Federal prosecutors say Yanjun Xu was a deputy division head in China's Ministry of State Security. He was charged with attempting to steal US trade secrets
This photo provided by the Butler County Jail, Ohio, shows Chinese citizen Yanjun Xu (AP)
A US federal judge Thursday sentenced him to 20 years in prisona Chinese national who was found guilty of attempting to steal trade secrets from various US aircraft and aerospace companies, including the theft of patented aircraft fan technology.

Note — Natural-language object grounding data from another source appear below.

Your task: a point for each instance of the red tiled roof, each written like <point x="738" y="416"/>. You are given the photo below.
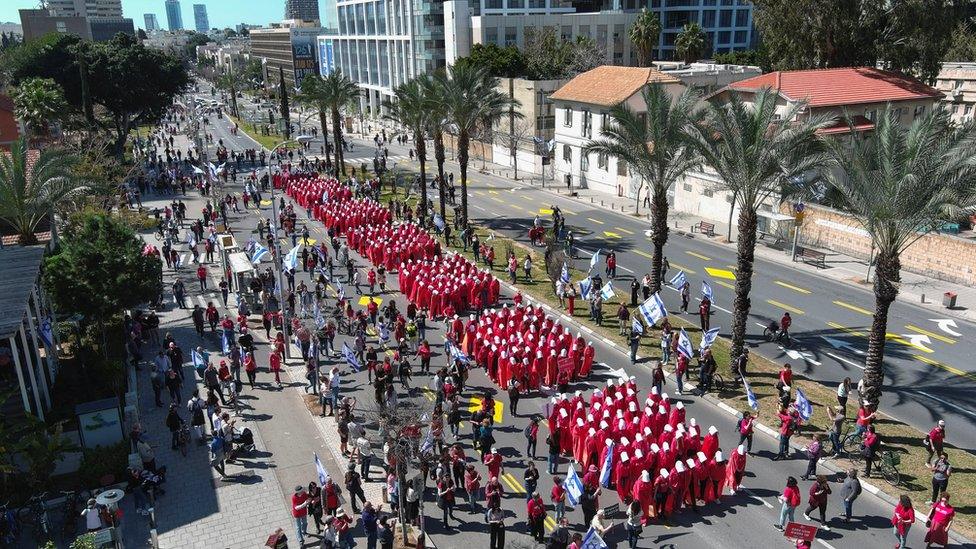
<point x="843" y="86"/>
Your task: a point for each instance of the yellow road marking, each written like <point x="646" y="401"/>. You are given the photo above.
<point x="790" y="286"/>
<point x="933" y="335"/>
<point x="784" y="306"/>
<point x="682" y="268"/>
<point x="854" y="308"/>
<point x="699" y="256"/>
<point x="719" y="273"/>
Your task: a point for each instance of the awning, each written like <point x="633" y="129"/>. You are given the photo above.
<point x="239" y="263"/>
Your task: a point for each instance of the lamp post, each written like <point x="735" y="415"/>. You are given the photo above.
<point x="285" y="321"/>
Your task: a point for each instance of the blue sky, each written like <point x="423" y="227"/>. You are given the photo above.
<point x="222" y="13"/>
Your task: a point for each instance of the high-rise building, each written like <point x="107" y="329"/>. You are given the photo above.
<point x="306" y="10"/>
<point x="174" y="17"/>
<point x="200" y="21"/>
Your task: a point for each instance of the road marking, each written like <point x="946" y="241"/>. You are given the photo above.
<point x="719" y="273"/>
<point x="943" y="338"/>
<point x="699" y="256"/>
<point x="790" y="286"/>
<point x="854" y="308"/>
<point x="784" y="306"/>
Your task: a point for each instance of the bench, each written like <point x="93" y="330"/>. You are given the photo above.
<point x="813" y="256"/>
<point x="705" y="228"/>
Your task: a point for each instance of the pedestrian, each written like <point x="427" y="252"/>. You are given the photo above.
<point x="902" y="520"/>
<point x="850" y="491"/>
<point x="817" y="499"/>
<point x="939" y="521"/>
<point x="790" y="500"/>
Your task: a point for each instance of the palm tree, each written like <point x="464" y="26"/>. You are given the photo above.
<point x="644" y="34"/>
<point x="312" y="94"/>
<point x="691" y="43"/>
<point x="902" y="183"/>
<point x="757" y="155"/>
<point x="657" y="150"/>
<point x="471" y="97"/>
<point x="32" y="186"/>
<point x="409" y="108"/>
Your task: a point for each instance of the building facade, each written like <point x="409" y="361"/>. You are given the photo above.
<point x="174" y="15"/>
<point x="200" y="20"/>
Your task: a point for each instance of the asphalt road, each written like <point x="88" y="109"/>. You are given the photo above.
<point x="744" y="520"/>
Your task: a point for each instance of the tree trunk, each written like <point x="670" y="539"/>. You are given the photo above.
<point x="659" y="236"/>
<point x="463" y="142"/>
<point x="745" y="257"/>
<point x="886" y="276"/>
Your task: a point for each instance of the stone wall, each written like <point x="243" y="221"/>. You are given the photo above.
<point x="941" y="256"/>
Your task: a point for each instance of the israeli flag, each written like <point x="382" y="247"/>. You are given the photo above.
<point x="323" y="475"/>
<point x="607" y="467"/>
<point x="750" y="396"/>
<point x="684" y="344"/>
<point x="679" y="280"/>
<point x="709" y="338"/>
<point x="585" y="286"/>
<point x="706" y="290"/>
<point x="653" y="309"/>
<point x="594" y="260"/>
<point x="592" y="540"/>
<point x="803" y="405"/>
<point x="350" y="357"/>
<point x="573" y="486"/>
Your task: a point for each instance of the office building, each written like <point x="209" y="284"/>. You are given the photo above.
<point x="174" y="17"/>
<point x="303" y="10"/>
<point x="289" y="46"/>
<point x="200" y="21"/>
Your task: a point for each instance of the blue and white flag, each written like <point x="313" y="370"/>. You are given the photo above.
<point x="653" y="309"/>
<point x="678" y="281"/>
<point x="750" y="396"/>
<point x="585" y="286"/>
<point x="706" y="290"/>
<point x="708" y="338"/>
<point x="592" y="540"/>
<point x="350" y="357"/>
<point x="323" y="475"/>
<point x="803" y="406"/>
<point x="573" y="486"/>
<point x="607" y="467"/>
<point x="684" y="344"/>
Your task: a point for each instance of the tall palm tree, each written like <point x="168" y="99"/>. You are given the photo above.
<point x="657" y="150"/>
<point x="338" y="90"/>
<point x="901" y="183"/>
<point x="644" y="34"/>
<point x="757" y="155"/>
<point x="691" y="43"/>
<point x="471" y="96"/>
<point x="312" y="94"/>
<point x="409" y="108"/>
<point x="31" y="187"/>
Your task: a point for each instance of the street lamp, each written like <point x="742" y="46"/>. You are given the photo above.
<point x="285" y="321"/>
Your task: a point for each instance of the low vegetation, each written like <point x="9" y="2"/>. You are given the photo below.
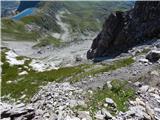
<point x="103" y="68"/>
<point x="49" y="41"/>
<point x="17" y="85"/>
<point x="121" y="92"/>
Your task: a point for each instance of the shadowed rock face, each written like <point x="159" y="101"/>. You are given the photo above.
<point x="123" y="30"/>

Judge Timothy Black of Cincinnati rejected arguments by Yanjun Xu's lawyers that a long sentence was too harsh and that the just under five years Xu has served since his arrest was punishment enough.
< p class="paragraph">Prosecutors had sought a 25-year sentence.
“This case sends a clear message: we will hold accountable anyone who tries to steal American trade secrets,” he said. Kenneth Parker, attorney for the southern district of Ohio, in a statement. A message was left for Xu's lawyers seeking comment.
The government alleged that beginning in December 2013, Xu recruited experts working at aviation companies, including < b>GE Aviation in Cincinnati.
Federal prosecutors described Xu as deputy division head at China's Ministry of State Security, the intelligence and security agency of the country. In that role, he and others paid stipends for experts to travel to China under the guise of giving a presentation at the university, the government said.
Specifically, the government accused Xu of attempting to steal technology related to GE Aviation's composite aircraft engine fan, not duplicated by other companies, to benefit the Chinese government.
File photo of a GE Aviation engine (EuropaPress)
Xu, 42, was arrested in Belgium in 2018 after traveling there to meet a GE employee in Europe on business – the government says the employee was not charged – and was later extradited to the United States. .
Xu was charged with conspiring and attempting to commit economic espionage and theft of trade secrets and was convicted last year of all the charges after a two-week trial.
Xu's sentence should reflect his activity and efforts on behalf of China, the prosecution argued in a brief filed on November 8.
“The sentence should promote respect for the rule of law among the countless employees with access to US corporate trade secrets, but also among foreign governments seeking to convert such information,” they wrote.